Respected Sunshine Coast plumber and lifesaver Phil Perren has labelled the State Government’s latest directive for Queenslanders to “stay home” to take pressure off hospitals and testing centres, “a business killer”.
Mr Perren, who employs up to 50 people, is frustrated that after returning from its traditional two-week Christmast-New Year break, the construction industry faces depleted numbers on worksites.
This comes on top of significant material price rises and supply issues.
He is angry that those who want to get tested to ensure a safe return to work, can’t access overwhelmed facilities.
“I run three businesses here on the Sunshine Coast and came back from holidays to the government (Chief Health Officer Dr John Gerrard) telling everybody to stay home if they are not feeling well,” he told Sunshine Coast News.
“It’s a business killer.
“What the decision-makers fail to realise is how it affects businesses – all of a sudden you’re paying out sick pay for half your employees for up to two weeks in one hit.

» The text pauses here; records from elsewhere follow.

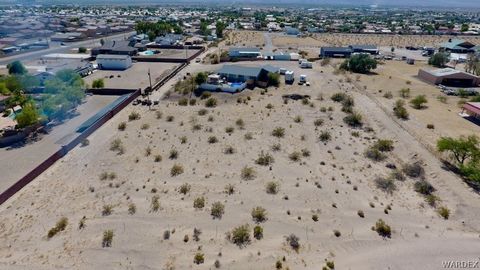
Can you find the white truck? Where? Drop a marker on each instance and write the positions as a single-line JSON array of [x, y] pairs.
[[289, 77], [306, 64]]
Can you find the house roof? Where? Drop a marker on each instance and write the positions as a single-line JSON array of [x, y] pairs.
[[245, 49]]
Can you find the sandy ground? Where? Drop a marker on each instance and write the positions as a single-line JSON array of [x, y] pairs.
[[18, 160], [72, 188], [139, 71]]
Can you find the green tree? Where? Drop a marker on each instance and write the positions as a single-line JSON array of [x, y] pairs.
[[98, 83], [360, 63], [16, 68], [461, 149], [419, 102], [28, 116], [439, 59], [200, 78]]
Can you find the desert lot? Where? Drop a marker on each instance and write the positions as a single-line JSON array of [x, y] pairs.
[[322, 188]]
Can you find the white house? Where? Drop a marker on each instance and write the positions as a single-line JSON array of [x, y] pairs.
[[114, 61]]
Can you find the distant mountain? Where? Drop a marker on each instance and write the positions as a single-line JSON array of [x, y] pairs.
[[380, 3]]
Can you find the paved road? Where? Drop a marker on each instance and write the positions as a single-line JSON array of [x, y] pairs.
[[56, 48]]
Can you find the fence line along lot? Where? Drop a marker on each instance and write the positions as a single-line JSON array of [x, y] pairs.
[[16, 161], [133, 78]]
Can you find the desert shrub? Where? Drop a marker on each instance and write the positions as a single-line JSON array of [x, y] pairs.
[[258, 232], [264, 159], [199, 258], [132, 209], [122, 126], [385, 184], [298, 119], [419, 102], [184, 188], [293, 241], [383, 229], [199, 203], [325, 136], [318, 122], [117, 146], [414, 170], [217, 210], [444, 212], [278, 132], [202, 112], [211, 102], [229, 189], [338, 97], [384, 145], [229, 150], [107, 238], [259, 214], [400, 111], [248, 173], [294, 156], [183, 102], [374, 154], [107, 210], [354, 119], [133, 116], [176, 169], [61, 225], [423, 187]]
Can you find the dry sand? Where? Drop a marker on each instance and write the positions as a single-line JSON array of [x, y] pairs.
[[72, 188]]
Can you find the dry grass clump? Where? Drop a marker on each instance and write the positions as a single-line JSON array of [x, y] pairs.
[[264, 159], [199, 202], [259, 214], [107, 238], [240, 235], [248, 173], [217, 210], [278, 132], [60, 226], [272, 187], [176, 170]]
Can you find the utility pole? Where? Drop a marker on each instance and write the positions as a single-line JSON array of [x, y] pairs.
[[151, 90]]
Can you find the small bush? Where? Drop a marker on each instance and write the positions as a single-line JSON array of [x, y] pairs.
[[423, 187], [248, 173], [385, 184], [354, 119], [241, 235], [217, 210], [414, 170], [133, 116], [199, 258], [272, 187], [383, 229], [264, 159], [293, 241], [295, 156], [107, 238], [444, 212], [122, 126], [278, 132], [258, 232], [184, 188], [199, 203], [211, 102], [325, 136], [259, 214], [60, 226], [176, 170]]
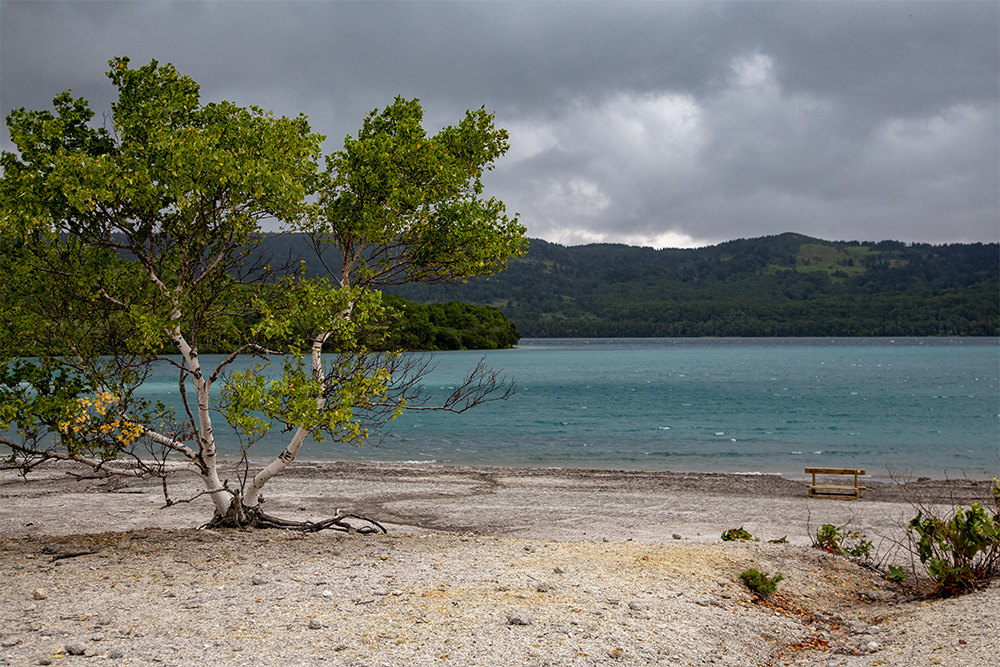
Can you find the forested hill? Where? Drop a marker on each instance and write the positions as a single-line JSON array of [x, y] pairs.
[[787, 285]]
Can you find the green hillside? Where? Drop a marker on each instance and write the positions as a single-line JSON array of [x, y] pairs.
[[786, 285]]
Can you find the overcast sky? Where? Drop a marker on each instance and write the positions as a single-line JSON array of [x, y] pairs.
[[648, 123]]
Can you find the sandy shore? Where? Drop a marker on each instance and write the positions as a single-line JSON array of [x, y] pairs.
[[482, 566]]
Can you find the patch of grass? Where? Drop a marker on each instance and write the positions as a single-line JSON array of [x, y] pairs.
[[734, 534]]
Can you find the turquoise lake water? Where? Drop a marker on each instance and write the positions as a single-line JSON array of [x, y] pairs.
[[930, 406]]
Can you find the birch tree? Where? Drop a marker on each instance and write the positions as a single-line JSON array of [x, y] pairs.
[[138, 243]]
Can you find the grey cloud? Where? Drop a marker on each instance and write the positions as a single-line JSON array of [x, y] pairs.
[[861, 120]]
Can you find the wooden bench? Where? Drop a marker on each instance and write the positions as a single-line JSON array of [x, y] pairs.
[[842, 491]]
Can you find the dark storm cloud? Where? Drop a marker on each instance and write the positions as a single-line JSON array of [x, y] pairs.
[[653, 123]]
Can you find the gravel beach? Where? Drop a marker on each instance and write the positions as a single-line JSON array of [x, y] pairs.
[[482, 566]]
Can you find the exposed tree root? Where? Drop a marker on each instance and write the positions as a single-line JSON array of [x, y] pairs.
[[256, 518]]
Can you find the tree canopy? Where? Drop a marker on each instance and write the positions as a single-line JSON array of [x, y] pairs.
[[126, 242]]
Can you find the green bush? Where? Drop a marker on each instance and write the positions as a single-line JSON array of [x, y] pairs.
[[734, 534], [833, 540], [759, 583], [961, 549]]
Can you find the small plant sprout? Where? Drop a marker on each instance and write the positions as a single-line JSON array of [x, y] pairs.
[[734, 534]]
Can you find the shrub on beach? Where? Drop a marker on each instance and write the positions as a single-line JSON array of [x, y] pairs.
[[734, 534], [835, 540], [962, 548]]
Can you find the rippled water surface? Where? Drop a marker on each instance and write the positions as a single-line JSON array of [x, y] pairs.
[[765, 405]]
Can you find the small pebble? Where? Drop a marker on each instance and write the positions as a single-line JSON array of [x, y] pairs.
[[75, 648], [518, 617]]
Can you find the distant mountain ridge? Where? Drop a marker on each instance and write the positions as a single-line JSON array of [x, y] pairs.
[[785, 285]]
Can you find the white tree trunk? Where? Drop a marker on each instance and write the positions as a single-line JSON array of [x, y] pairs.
[[251, 496]]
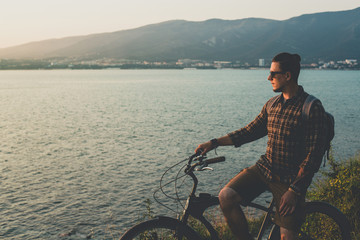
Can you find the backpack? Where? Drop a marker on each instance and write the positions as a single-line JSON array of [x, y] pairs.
[[329, 121]]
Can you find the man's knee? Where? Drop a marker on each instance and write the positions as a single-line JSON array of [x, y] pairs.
[[229, 196], [287, 234]]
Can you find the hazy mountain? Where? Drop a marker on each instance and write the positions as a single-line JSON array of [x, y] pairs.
[[328, 35]]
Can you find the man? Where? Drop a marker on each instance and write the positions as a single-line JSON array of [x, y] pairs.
[[293, 154]]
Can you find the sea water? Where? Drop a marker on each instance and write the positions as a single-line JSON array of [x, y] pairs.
[[81, 151]]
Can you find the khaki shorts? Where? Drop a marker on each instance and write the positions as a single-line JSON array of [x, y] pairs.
[[250, 183]]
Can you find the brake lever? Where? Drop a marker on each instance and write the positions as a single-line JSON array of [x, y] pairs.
[[204, 168]]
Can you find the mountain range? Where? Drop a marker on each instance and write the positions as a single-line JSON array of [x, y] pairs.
[[325, 36]]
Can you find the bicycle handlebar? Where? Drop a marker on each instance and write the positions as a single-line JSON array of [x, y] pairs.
[[215, 160]]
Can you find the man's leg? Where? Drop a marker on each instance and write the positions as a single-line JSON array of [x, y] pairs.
[[287, 234], [234, 216]]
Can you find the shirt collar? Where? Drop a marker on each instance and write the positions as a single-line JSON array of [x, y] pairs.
[[298, 94]]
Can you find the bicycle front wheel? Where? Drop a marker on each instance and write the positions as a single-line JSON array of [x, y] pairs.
[[161, 228], [324, 221]]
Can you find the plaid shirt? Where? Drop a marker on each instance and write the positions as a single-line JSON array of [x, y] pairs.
[[294, 148]]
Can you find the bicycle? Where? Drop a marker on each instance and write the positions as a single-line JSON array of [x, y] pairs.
[[323, 221]]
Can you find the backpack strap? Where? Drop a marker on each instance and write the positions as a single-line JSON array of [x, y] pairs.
[[305, 114], [309, 101]]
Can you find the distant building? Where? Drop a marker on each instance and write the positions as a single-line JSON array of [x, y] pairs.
[[261, 62]]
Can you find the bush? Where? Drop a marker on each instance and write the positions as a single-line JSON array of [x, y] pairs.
[[340, 186]]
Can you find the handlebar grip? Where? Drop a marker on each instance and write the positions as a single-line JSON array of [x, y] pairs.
[[215, 160]]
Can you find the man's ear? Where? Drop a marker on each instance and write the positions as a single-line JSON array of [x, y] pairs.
[[288, 76]]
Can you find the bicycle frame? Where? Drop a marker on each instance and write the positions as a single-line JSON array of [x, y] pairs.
[[196, 206]]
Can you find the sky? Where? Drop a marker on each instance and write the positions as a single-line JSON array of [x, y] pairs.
[[23, 21]]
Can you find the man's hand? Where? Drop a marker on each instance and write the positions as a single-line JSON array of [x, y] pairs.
[[287, 203], [205, 147]]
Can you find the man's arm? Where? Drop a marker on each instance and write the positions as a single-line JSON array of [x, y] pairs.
[[314, 149], [208, 146], [253, 131]]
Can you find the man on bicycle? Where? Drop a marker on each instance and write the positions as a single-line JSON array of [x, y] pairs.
[[293, 154]]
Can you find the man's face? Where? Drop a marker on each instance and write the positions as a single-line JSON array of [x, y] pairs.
[[277, 77]]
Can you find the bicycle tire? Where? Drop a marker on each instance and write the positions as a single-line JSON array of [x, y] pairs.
[[324, 221], [160, 228]]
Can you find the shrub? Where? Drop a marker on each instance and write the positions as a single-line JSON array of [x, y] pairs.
[[340, 186]]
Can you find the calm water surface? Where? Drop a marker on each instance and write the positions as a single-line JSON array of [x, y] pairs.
[[80, 151]]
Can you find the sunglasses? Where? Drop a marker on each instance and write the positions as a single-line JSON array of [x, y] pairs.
[[272, 74]]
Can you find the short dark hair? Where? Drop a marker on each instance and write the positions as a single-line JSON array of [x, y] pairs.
[[289, 63]]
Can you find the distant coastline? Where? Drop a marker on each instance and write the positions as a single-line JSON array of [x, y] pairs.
[[53, 64]]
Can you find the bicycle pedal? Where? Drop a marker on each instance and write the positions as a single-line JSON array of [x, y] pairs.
[[204, 195]]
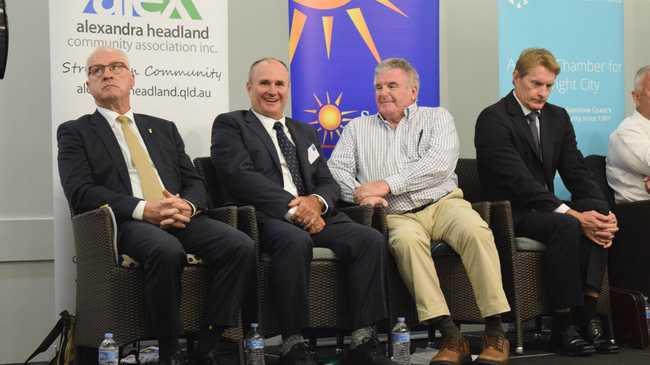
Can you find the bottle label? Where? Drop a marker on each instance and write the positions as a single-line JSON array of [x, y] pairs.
[[107, 356], [401, 337], [255, 344]]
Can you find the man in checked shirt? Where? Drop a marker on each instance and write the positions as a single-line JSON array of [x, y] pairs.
[[403, 158]]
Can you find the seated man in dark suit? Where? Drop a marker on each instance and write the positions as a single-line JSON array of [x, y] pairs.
[[137, 165], [275, 164], [521, 142]]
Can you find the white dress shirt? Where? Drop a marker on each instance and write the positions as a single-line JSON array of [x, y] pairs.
[[628, 159], [136, 187], [287, 180]]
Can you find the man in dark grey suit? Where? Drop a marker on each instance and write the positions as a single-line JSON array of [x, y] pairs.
[[275, 164], [137, 165], [521, 143]]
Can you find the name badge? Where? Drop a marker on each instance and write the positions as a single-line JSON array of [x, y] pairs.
[[312, 154]]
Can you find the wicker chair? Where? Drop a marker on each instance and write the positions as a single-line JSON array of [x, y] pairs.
[[110, 295], [628, 256], [327, 284]]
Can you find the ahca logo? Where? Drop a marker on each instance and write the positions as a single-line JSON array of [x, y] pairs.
[[169, 9], [518, 3]]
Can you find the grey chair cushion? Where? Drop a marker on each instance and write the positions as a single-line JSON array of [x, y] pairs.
[[529, 244], [322, 253]]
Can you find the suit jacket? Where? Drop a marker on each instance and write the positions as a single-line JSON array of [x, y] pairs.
[[247, 162], [93, 171], [510, 167]]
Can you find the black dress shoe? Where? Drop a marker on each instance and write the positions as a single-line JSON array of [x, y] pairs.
[[593, 333], [298, 355], [569, 342], [368, 353], [176, 359]]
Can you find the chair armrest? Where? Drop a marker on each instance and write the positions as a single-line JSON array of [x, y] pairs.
[[502, 227], [226, 214], [95, 236], [361, 214]]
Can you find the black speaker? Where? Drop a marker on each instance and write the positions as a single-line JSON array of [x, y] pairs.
[[4, 39]]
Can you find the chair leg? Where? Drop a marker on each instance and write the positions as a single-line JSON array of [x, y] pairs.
[[339, 342]]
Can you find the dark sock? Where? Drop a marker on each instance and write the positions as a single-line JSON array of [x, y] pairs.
[[209, 338], [493, 326], [585, 313], [167, 347], [561, 320], [446, 326]]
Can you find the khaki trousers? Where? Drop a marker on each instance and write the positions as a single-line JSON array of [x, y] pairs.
[[450, 219]]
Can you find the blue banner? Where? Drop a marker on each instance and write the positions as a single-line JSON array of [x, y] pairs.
[[335, 45], [586, 37]]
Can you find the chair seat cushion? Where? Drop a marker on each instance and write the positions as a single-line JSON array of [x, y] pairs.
[[128, 262], [529, 244]]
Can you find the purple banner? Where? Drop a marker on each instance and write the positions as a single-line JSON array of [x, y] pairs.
[[334, 46]]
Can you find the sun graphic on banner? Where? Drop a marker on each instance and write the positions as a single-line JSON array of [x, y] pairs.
[[355, 14], [330, 118]]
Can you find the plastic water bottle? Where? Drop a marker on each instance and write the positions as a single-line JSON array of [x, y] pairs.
[[401, 338], [647, 313], [254, 347], [108, 351]]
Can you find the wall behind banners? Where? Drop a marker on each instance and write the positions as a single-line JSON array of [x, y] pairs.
[[178, 52], [589, 51], [468, 82], [332, 65]]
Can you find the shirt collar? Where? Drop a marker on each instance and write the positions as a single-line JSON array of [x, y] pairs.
[[111, 116], [525, 110], [268, 122], [639, 115], [409, 112]]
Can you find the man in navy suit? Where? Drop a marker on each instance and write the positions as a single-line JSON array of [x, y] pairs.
[[521, 142], [275, 164], [137, 165]]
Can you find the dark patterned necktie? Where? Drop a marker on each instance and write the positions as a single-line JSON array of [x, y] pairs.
[[290, 155], [533, 121]]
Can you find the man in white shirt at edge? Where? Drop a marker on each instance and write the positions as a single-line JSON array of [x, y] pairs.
[[628, 160]]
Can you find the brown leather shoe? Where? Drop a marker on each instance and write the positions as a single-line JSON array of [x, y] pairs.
[[454, 351], [496, 351]]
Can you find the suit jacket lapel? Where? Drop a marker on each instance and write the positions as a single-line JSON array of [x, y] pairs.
[[257, 127], [302, 145], [546, 139], [521, 124], [103, 130]]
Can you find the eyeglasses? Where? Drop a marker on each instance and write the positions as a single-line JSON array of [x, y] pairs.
[[115, 67]]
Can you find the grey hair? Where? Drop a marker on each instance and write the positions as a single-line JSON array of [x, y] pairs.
[[265, 59], [640, 75], [401, 64]]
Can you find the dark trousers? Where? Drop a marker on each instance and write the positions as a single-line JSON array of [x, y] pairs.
[[573, 264], [361, 248], [229, 255]]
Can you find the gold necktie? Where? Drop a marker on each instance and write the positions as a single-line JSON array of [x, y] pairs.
[[151, 187]]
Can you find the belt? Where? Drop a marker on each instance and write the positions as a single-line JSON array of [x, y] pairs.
[[420, 208]]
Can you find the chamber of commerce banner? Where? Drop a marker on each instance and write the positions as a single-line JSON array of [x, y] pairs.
[[179, 56], [334, 46], [586, 37]]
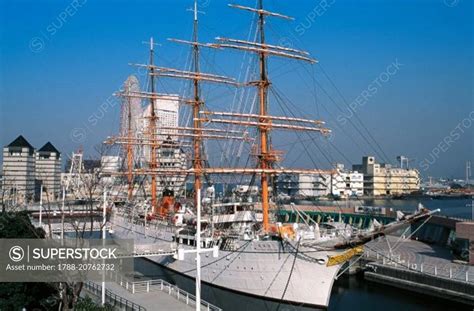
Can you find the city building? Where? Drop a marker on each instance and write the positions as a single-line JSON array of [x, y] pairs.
[[341, 183], [346, 183], [171, 157], [19, 170], [48, 169], [383, 179]]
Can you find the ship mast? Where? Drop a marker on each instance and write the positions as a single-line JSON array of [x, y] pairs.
[[265, 161], [197, 140], [152, 127], [129, 149], [266, 157]]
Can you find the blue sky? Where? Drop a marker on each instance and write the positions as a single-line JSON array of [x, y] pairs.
[[60, 61]]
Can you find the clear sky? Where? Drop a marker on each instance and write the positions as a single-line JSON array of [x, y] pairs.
[[405, 67]]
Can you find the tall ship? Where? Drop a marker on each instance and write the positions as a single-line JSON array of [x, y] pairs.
[[259, 254]]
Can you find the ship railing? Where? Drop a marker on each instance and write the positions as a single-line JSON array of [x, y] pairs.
[[165, 287], [113, 299], [448, 270]]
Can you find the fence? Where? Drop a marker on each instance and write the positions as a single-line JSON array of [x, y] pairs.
[[448, 270], [165, 287], [113, 299]]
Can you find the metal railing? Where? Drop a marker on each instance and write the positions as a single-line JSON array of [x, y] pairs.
[[165, 287], [113, 299], [452, 271]]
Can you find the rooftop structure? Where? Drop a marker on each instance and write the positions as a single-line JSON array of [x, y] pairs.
[[19, 170], [48, 169]]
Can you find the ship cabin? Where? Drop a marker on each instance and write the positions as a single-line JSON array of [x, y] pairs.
[[187, 237]]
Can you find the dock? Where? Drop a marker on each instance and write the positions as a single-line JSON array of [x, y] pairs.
[[141, 295], [418, 267]]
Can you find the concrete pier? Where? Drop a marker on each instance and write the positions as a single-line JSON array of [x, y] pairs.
[[419, 267]]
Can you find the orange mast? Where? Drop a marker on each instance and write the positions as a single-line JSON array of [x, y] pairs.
[[265, 149], [129, 151], [197, 139], [152, 129]]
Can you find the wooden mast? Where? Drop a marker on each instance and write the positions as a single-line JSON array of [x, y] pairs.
[[197, 140], [152, 128], [129, 149], [263, 84]]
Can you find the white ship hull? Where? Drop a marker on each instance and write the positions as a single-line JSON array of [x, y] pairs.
[[265, 269]]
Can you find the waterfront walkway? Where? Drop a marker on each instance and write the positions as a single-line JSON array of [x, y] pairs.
[[418, 267], [417, 256]]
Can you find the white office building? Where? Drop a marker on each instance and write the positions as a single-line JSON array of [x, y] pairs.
[[19, 170], [48, 169]]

“Bureaucrats just stand up there and they go ‘Oh, everybody just take two weeks off’. They don’t realise the damage they are causing. If we don’t get the work done, we don’t get paid.
“In the building trade, as if it’s not hard enough with everything that’s going on like price rises … now we have got a double whammy.”
Mr Perren said that with building contracts needing to be fulfilled, tradespeople couldn’t simply tell builders: “I’m sorry that your job hasn’t been finished yet because my employees have been told to isolate if they feel sick”.
“We’ve got a civil and plumbing company so, over those two companies, we’ve probably got 35-40 jobs with 45-50 employees,” he said.
Mr Perren said that when workers needed to go and get a test, they were unable to for two or three days.
“And this is not just me. This is the story I’m hearing from other people as well.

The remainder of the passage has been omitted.